Tim Allen Buka Suara: Konflik Pemeran 'Home Improvement' Jadi Batu Sandungan Reboot
Baca dalam 60 detik
- Tim Allen mengungkapkan bahwa masalah kepribadian di antara para pemain 'Home Improvement' menjadi penyebab utama terhambatnya rencana reboot serial legendaris tersebut.
- Zachery Ty Bryan, yang memerankan putra sulung, tengah menghadapi masalah hukum serius termasuk hukuman penjara, sementara dua pemeran putra lainnya sudah meninggalkan dunia akting.
- Meskipun Allen bermimpi menghadirkan kisah baru yang berfokus pada ketiga putranya, realitas di balik layar membuat proyek itu sulit diwujudkan dalam waktu dekat.

Rencana menghidupkan kembali serial ikonik era 1990-an, Home Improvement, kembali menemui jalan buntu.

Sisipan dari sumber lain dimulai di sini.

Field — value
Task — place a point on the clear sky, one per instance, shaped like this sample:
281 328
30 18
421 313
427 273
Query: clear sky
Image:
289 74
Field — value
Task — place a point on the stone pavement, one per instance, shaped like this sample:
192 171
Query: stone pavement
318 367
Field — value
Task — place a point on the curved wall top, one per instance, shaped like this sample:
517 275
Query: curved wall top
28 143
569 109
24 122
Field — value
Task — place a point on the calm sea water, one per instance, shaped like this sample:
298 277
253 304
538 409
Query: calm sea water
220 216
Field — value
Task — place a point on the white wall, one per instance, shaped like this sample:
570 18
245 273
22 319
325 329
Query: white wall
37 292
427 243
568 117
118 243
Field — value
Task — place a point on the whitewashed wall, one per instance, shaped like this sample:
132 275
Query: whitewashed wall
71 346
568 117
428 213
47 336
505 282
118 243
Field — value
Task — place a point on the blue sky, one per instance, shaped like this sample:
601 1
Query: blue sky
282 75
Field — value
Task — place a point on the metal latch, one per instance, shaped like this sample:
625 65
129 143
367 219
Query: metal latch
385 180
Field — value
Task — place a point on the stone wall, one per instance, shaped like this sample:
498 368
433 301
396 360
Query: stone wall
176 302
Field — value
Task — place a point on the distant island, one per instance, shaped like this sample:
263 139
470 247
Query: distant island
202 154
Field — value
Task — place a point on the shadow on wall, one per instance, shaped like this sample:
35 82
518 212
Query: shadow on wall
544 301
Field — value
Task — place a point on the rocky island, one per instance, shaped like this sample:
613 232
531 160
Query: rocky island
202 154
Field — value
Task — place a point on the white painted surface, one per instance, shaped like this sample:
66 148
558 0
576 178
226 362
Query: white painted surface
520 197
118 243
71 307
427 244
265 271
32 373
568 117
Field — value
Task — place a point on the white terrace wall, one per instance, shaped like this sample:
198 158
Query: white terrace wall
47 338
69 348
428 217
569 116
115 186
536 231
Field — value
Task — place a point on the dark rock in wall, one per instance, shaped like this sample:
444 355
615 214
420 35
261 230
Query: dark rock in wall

Tim Allen, sang pemeran utama sekaligus ikon komedi situasi itu, secara blak-blakan mengungkapkan bahwa gesekan antarpemain menjadi biang kerok mandeknya proyek yang sudah lama dinantikan para penggemar tersebut.
Dalam wawancara dengan Us Weekly saat mempromosikan film terbarunya Toy Story 5, Allen yang kini berusia 72 tahun menegaskan bahwa meskipun diskusi tentang reboot terus bergulir, prosesnya selalu mentok. “Mereka terus bicara soal bagaimana proyek ini bisa maju, tapi selalu macet karena ada masalah kepribadian dengan anak-anak sekarang,” ujar Allen, merujuk pada para aktor yang memerankan ketiga putranya di layar kaca.
Allen menyebut Zachery Ty Bryan, Jonathan Taylor Thomas, dan Taran Noah Smith memiliki “urusan masing-masing” tanpa merinci lebih jauh. Namun, ia membayangkan cerita reboot yang ideal: “Akan keren jika kisahnya berfokus pada mereka. Tapi saat ini, itu cukup menantang, untuk tidak mengatakan apa adanya.”
Meski Allen enggan menyebut nama, dugaan kuat mengarah pada Zachery Ty Bryan yang tengah dililit masalah hukum. Aktor berusia 44 tahun itu baru saja dijatuhi hukuman 19 bulan penjara pada Maret lalu karena melanggar masa percobaan. Hukuman itu dijalani secara virtual karena Bryan sudah mendekam di penjara California akibat vonis 16 bulan atas kasus mengemudi dalam pengaruh alkohol (DUI) pada 2024. Kasus DUI itu terjadi saat ia masih dalam masa percobaan atas kekerasan dalam rumah tangga (KDRT) pada 2023. Ketentuan masa percobaan melarangnya mengonsumsi alkohol, meninggalkan wilayah tanpa izin, melakukan kejahatan baru, atau menghubungi korban. Namun, Bryan justru ditangkap lima kali di tiga negara bagian berbeda—setiap kali melanggar masa percobaannya—dan kini juga menghadapi tuduhan DUI di Oklahoma. Otoritas setempat disebut berencana mengekstradisinya begitu masa hukumannya di California selesai.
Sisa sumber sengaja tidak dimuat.